Alors même qu’elle n’est pas native d’Aveyron, en mars 2008, elle est élue conseillère générale de Rignac avant de devenir sénatrice PRG dans la foulée en remplaçant le même Jean Puech sur les bancs du Sénat depuis 28 ans.

Au Palais du Luxembourg, la nouvelle sénatrice qui connait à merveille les rouages de l’Etat va s’intéresser à l’aménagement du territoire et aux problèmes de la ruralité. En essayant de promouvoir des initiatives type la mise en place de points multi-service et la défense des café en milieu rural. En matière de décentralisation, elle est sans doute la plus compétente à ce poste. Reste qu’on ne peut que lui souhaiter bonne chance…

Anne-Marie Escoffier va devoir mettre en musique les promesses du candidat Hollande. Au menu un “nouvel acte de la décentralisation” impliquant le transfert de compétences nouvelles aux collectivités locales et notamment en matière de fiscalité. Soit. Mais avec le tour de vis fiscal que l’Etat prépare, on voit mal comment régions, départements et communes pourraient encore alourdir la note pour le contribuable. D’autant qu’on assiste à une vraie dérive des dépenses de la part de certains élus locaux pour lesquels les recettes importent moins que les dépenses. Or, à l’heure de la rigueur, les collectivités locales vont devoir elles aussi se serrer la ceinture et cesser de tendre la sébile à l’Etat. Justement, question dépenses, les Aveyronnais attendent le gouvernement sur la réalisation du tronçon 2 fois 2 voies Séverac-Rodez.

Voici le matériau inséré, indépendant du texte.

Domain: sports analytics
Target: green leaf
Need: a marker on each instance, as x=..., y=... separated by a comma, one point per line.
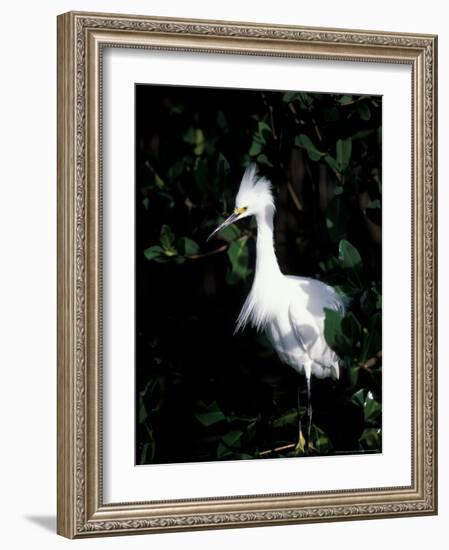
x=167, y=237
x=344, y=150
x=306, y=143
x=255, y=149
x=211, y=415
x=351, y=328
x=153, y=252
x=349, y=256
x=188, y=247
x=372, y=408
x=332, y=328
x=239, y=258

En érigeant en priorité la fin des conseillers territoriaux département-région institués par Nicolas Sarkozy, François Hollande et sa ministre confortent tous les tenants du mille-feuille à la française. 600 000 mandats en France répartis à tous les échelons, ça fait beaucoup pour un pays en crise. Mais dans le mille-feuille, il y a ceux qui savent goûter à plusieurs couches de crème grâce au cumul des mandats. Les élus ont beau jeu de nous dire qu’une expérience locale est indispensable pour agir au niveau national. Et sur ce point, de droite et de gauche, point de différence. D’ailleurs, il suffit de voir le cas du maire de Saint-Affrique pour s’en convaincre… La situation d’Alain Fauconnier constitue un bon exemple. Maire de Saint-Affrique, il est aussi sénateur. Et depuis juillet 2011, il est également président du Parc Naturel des Grands Causses…

Ouf ! le président Hollande a promis de mettre fin au cumul des mandats dans son programme. Mais voilà, les sénateurs socialistes ne l’entendent pas de cette oreille… Ainsi pour eux, il n’est pas question d’abandonner un mandat local d’ici septembre 2012. Les promesses n’engagent que ceux qui les reçoivent.